Desastre en las montañas de Nepal
La inundación repentina que devastó Nepal el pasado miércoles ha sido atribuida, según investigaciones preliminares, a un gran fragmento de glaciar que se desprendió, obstruyendo temporalmente un río. Este evento podría haberse traducido en un enorme torrente de agua que descendió con una fuerza destructiva horas más tarde.
Las investigaciones continúan, y los científicos están analizando datos tanto terrestres como satelitales para esclarecer las causas específicas de la inundación, que causó la muerte de al menos 359 personas y dejó a más de 1300 desaparecidas, entre ellas extranjeros y peregrinos.
Análisis geológico del evento
El Servicio Geológico de Estados Unidos reportó un derrumbe glaciar de magnitud 5,2, que ocasionó el desplazamiento de escombros rivereños, resultando en efectos devastadores para las comunidades circundantes. Este informe se basó en datos recogidos por estaciones sísmicas, ondas sísmicas de largo periodo y imágenes satelitales recibidas.
Jakob Steiner, geocientífico de la Universidad de Graz, describió la ruptura como una sección inferior del glaciar que “se desprendió de manera abrupta, como si se hubiera cortado con un gran cuchillo”. La caída de esta masa de hielo podría haber generado una onda de choque similar a una explosión, contribuyendo al caos que siguió.
Relación con el cambio climático
Si bien los científicos advierten que es prematuro establecer un vínculo directo entre el cambio climático y la catástrofe, observan que el aumento global de las temperaturas, resultado de actividades humanas como la quema de combustibles fósiles, incrementa la probabilidad de tales desastres, particularmente en la cordillera del Himalaya, que se calienta a un ritmo más acelerado que otras regiones del mundo.

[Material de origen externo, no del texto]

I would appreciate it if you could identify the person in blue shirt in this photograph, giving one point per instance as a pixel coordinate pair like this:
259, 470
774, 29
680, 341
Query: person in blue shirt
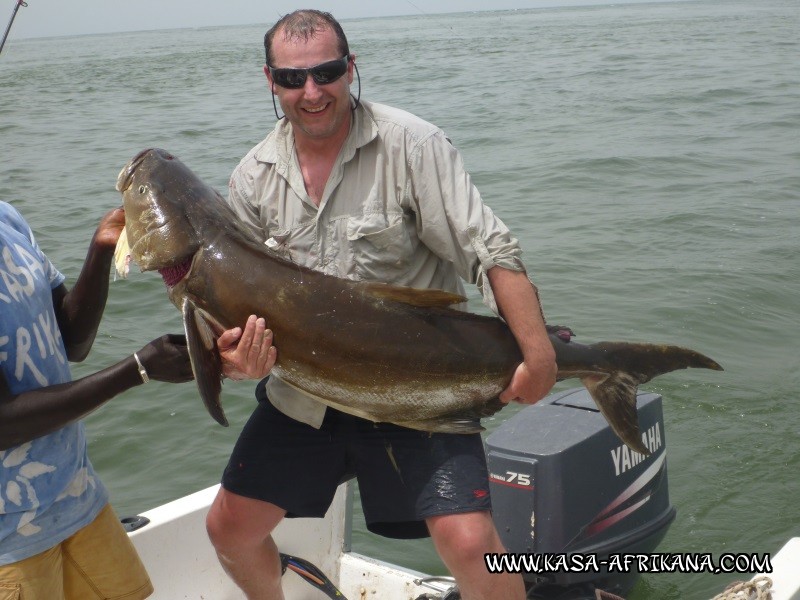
59, 537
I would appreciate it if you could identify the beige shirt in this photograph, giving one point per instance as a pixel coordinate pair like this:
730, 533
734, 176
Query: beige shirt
398, 207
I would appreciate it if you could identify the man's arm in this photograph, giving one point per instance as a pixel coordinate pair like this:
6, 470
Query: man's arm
35, 413
79, 310
518, 304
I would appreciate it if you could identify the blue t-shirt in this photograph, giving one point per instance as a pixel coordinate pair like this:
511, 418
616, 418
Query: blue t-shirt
48, 488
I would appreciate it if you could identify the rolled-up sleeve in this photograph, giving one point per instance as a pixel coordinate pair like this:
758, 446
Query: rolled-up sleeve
242, 195
452, 219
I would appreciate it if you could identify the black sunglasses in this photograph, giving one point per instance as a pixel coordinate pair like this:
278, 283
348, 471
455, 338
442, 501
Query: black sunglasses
323, 73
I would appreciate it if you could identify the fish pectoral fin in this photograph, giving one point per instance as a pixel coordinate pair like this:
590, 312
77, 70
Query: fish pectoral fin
461, 421
413, 296
206, 362
615, 396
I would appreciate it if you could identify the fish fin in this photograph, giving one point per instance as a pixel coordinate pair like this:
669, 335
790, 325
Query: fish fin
462, 421
413, 296
615, 396
444, 425
206, 362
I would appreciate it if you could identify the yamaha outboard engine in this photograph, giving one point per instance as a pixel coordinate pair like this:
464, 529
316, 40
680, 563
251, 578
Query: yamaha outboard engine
572, 500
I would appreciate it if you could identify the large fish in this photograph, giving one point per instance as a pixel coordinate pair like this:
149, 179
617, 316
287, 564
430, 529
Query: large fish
378, 351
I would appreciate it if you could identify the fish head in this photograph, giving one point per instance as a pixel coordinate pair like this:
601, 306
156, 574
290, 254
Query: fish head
159, 195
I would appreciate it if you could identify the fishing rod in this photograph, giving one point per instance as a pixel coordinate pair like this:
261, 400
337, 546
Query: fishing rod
13, 16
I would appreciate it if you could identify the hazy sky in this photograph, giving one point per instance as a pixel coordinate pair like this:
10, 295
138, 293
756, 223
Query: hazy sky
44, 18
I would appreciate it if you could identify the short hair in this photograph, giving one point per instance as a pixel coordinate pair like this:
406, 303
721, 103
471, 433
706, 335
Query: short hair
305, 24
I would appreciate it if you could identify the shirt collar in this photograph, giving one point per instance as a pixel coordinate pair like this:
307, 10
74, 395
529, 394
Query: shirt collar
279, 145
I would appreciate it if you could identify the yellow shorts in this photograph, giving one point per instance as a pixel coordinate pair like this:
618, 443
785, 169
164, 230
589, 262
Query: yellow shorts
99, 562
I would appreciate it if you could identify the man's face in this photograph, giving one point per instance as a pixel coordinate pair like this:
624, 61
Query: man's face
315, 111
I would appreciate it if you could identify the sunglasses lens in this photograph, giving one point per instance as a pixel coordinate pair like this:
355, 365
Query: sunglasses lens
328, 72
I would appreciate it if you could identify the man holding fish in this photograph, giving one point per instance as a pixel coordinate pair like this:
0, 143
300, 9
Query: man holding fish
366, 192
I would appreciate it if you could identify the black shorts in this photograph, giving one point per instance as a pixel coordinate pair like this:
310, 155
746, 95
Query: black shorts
404, 476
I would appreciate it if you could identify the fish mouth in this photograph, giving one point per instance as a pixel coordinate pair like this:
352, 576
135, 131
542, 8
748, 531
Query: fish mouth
125, 177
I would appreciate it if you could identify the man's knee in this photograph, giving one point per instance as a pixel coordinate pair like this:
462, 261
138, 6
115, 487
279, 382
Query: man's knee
237, 521
465, 537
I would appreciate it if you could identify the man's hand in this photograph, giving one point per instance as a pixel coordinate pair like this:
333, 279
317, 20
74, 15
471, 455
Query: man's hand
530, 384
167, 359
109, 229
247, 353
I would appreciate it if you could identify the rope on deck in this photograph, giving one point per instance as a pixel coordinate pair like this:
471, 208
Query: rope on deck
759, 588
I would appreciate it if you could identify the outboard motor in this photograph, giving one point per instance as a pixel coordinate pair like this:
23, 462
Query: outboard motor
566, 492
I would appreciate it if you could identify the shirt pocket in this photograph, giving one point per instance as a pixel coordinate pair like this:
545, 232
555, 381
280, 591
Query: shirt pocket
295, 245
381, 246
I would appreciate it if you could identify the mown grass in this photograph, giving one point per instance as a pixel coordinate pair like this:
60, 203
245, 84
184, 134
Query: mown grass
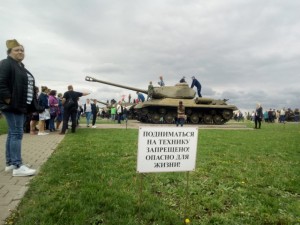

Saswat Sanyal, del Centro Internacional para el Desarrollo Integrado de las Montañas, indicó que “el cambio de temperaturas está transformando la región del Hindu Kush Himalaya y acelerando el derretimiento de los glaciares”.
Impacto en la región y la respuesta de las autoridades
El aumento abrupto del nivel del agua dejó a cientos de personas sin hogar y causó daño significativo a infraestructura vital, incluyendo represas, carreteras y puentes. Investigadores señalaron que los niveles de agua en ríos cercanos crecieron hasta 9 metros en tan solo 30 minutos tras el desprendimiento del glaciar.
- Las inundaciones se desataron rápidamente, produciendo una gigantesca oleada de agua.
- Se cree que una gran masa de hielo y rocas cayó en el afluente Lhende Khola, lo que desvió el agua y contribuyó a la inundación río abajo.
El impacto de eventos previos como las inundaciones por lagos glaciares y avalanchas en el valle ya había demostrado la vulnerabilidad de la región, poniendo de relieve la necesidad de sistemas de alerta más eficientes.
La necesidad de acción urgente
Steiner mencionó que un 10 % de la producción de energía de Nepal proviene del valle afectado, lo que subraya la importancia de una respuesta coordinada. A pesar de las advertencias de desastres pasados, la falta de acción efectiva sigue siendo un problema.
La presión sobre el ecosistema en el Himalaya aumenta, y en el contexto actual, expertos concluyen que los sistemas de alerta temprana y vigilancia deben mejorar significativamente. A medida que los desastres naturales se vuelven más frecuentes, la oportunidad de respuesta se reduce a minutos.
“No tenemos horas, a veces solo tenemos unos minutos para prepararnos”, afirmó Sanyal.
Steiner destacó que hemos alcanzado una “línea roja” en la que algunas áreas de Nepal se han vuelto demasiado peligrosas para habitar. “Parece que los desastres no son lo suficientemente devastadores como para motivar cambios significativos en las políticas”, concluyó. La situación exige coordinación entre diferentes actores para implementar soluciones efectivas.”